The independent members of the board of directors of Wells Fargo and Co. announced on Sept. 27 that they have decided to launch an impartial investigation on the illegal and fraudulent practices alleged by Gary Hefler in his lawsuit against the company. The independent directors said the accusations have alarmed the members of the board and the entire company.

The board appointed a special committee to conduct the internal investigation. The group will work alongside the human resources committee to cross-check the information on the employees named in the lawsuit. In addition to the two committees, the board also sought the services of Shearman & Sterling as its independent counsel.

Stephen Sanger, the lead independent director of the independent members of the board at Wells Fargo, said that the allegations are causing deep concern among the company’s employees and shareholders. To ensure that the integrity of the corporation remains intact, they have resolved to conduct a meticulous investigation on the allegations. If the accusations are proven to be true, then the independent board will not hesitate to impose the necessary penalties.

“We are deeply concerned by these matters, and we are committed to ensuring that all aspects of the company’s business are conducted with integrity, transparency, and oversight,” Sanger said in an official statement on the scandal.

“We will conduct this investigation with the diligence it deserves — and will follow the facts wherever they lead.
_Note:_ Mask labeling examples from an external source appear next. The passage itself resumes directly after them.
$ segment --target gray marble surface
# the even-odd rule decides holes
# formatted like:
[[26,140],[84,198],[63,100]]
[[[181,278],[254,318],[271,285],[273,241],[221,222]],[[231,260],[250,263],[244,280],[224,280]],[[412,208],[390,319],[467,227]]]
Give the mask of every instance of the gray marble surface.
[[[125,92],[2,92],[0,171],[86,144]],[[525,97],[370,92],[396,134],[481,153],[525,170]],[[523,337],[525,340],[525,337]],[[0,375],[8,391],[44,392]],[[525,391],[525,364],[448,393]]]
Our thousands of outstanding team members and millions of loyal customers and shareholders deserve no less."

Wells Fargo faced backlash over the accusations made by Hefler, who says the bank forced its employees to open 2 million account and credit cards under the names of its customers without the consent and knowledge of the latter.

Upon learning of these allegations, which date back to 2011, the Consumer Financial Protection Bureau hit the corporation with $185 million in fines and the bank dismissed 5,300 bank employees.

"Based on the results of the investigation, the independent members of the board will take such other actions as they collectively deem appropriate, which may include further compensation actions before any additional equity awards vest or bonus decisions are made early next year, clawbacks of compensation already paid out, and other employment-related actions," Sanger said.

Sanger further guaranteed the public that the board aims to provide solutions and answers as soon as possible to put an immediate end to the controversy. He also assured that the company is committed to preserving the values of Wells Fargo especially in terms of following only ethical practices in their business. Sanger added that the issue at hand has encouraged them to look into ways to improve the guidelines of the company.

“We will proceed with a sense of urgency but will take the time we need to conduct a thorough investigation," Sanger said in the statement. "We will then take all appropriate actions to reinforce the right culture and ensure that lessons are learned, misconduct is addressed, and systems and processes are improved so there can be no repetition of similar conduct."